Kiedy był mniej niż trzy metry od niego, chłopak zdjął wreszcie kask i przeczesał palcami włosy, jedynie bardziej je targając.

— Stilinski! — zawołał — Sprzedałeś Jeepa i lewą nerkę za to cudo?

— W życiu nie sprzedam Jeepa — zapewnił Stiles, uśmiechając się do niego krzywo — A motor nie jest mój. — rozpiął kurtkę, która przez to zaczęła na nim wisieć jeszcze bardziej. Isaac powąchał powietrze wokół Stilinskiego nic nie robiąc sobie z jego oburzonych fuknięć.

— Lahey, bo jak cię strzelę, to...

— ... i tak nic nie poczuje? — dokończył za niego

— Dupek.

— Chyba ty — zażartował, szturchając Stilesa w ramie. Miał dobry humor.
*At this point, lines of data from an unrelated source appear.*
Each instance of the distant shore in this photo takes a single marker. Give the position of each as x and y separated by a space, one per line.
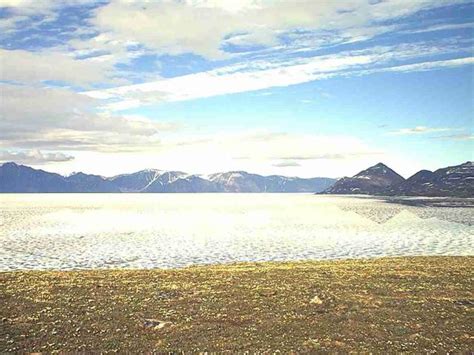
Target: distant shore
414 304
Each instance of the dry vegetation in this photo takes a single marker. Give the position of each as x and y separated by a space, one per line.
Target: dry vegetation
396 304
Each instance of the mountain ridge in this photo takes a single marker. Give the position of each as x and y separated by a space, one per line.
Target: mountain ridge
21 178
455 181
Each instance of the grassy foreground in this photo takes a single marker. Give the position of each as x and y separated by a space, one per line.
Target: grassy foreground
394 304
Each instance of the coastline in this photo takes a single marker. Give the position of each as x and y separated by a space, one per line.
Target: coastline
385 304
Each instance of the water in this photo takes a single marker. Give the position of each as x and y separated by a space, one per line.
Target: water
82 231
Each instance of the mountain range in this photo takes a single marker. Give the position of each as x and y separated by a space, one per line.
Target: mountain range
20 178
456 181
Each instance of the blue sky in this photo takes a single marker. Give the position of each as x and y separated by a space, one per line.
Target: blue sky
307 88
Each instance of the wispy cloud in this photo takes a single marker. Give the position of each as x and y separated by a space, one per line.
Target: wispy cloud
286 164
419 130
34 157
231 80
456 137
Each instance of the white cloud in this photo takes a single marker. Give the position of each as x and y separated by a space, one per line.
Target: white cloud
31 67
180 26
262 75
419 130
34 157
61 119
259 151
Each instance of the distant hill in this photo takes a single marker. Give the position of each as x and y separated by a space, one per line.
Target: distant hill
456 181
20 178
372 181
451 181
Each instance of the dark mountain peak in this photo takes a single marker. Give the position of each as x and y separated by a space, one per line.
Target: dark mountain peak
375 180
379 169
455 180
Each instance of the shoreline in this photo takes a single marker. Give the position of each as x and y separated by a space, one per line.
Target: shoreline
384 304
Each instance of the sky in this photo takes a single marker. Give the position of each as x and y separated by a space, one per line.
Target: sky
298 88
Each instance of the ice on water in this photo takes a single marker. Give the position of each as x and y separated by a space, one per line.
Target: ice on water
78 231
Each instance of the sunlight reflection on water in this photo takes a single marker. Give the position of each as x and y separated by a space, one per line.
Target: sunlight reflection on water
75 231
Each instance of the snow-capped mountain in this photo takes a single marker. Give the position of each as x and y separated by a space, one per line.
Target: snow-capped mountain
19 178
372 181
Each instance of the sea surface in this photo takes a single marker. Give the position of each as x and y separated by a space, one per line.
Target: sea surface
88 231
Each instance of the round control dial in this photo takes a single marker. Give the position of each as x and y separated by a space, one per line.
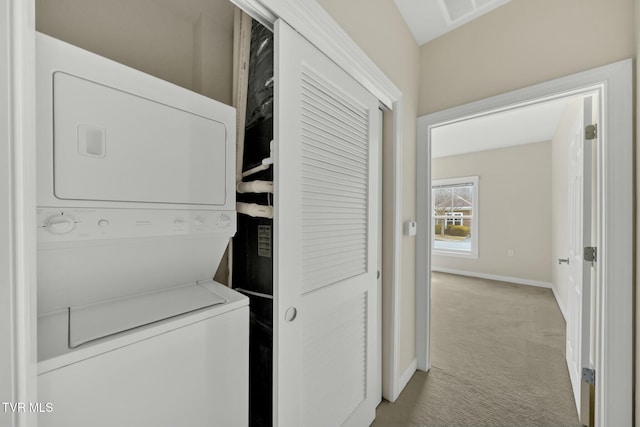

Byli w połowie drogi do pokonania Raekena, a co za tym idzie Isaac był coraz bliżej wyjazdu z Beacon Hills. Lahey naprawdę nie lubił tej mieściny. Jego mieszkanie w Sacramento musiało za nim tęsknić. — Nie wkurzaj się tak. Po prostu sprawdzałem, czy to nie Petera.

— Aż tak zdesperowany nie byłem!

— Skoro tak twierdzisz...

— Stiles, dlaczego pachniesz jak Parrish? — zapytał Scott, przystając obok nich ze zmarszczonymi brwiami.

— Bo tak jest jak spędza się z kimś dużo czasu — odpowiedział Stilinski i westchnął ciężko, obserwując wyraźny brak zrozumienia na twarzy byłego kumpla. Gdyby Isaac był uczynnym gościem, to wytłumaczyłby Scottowi, co Stiles miał na myśli, ale nim nie był, więc tylko uśmiechnął się wrednie. — Jesteś najgorszy, Isaac. Absolutnie najgorszy.

— Dzięki!

— To nie był komplement wredoto.

— Co mi umyka? — dopytywał McCall

— To jest kurtka i motor Jordana — Stilinski pomachał kaskiem przed oczami Scotta — A Parrish jest mój, więc... nawet zgodził się przejąć moją starą bluzę od stroju lacrosse!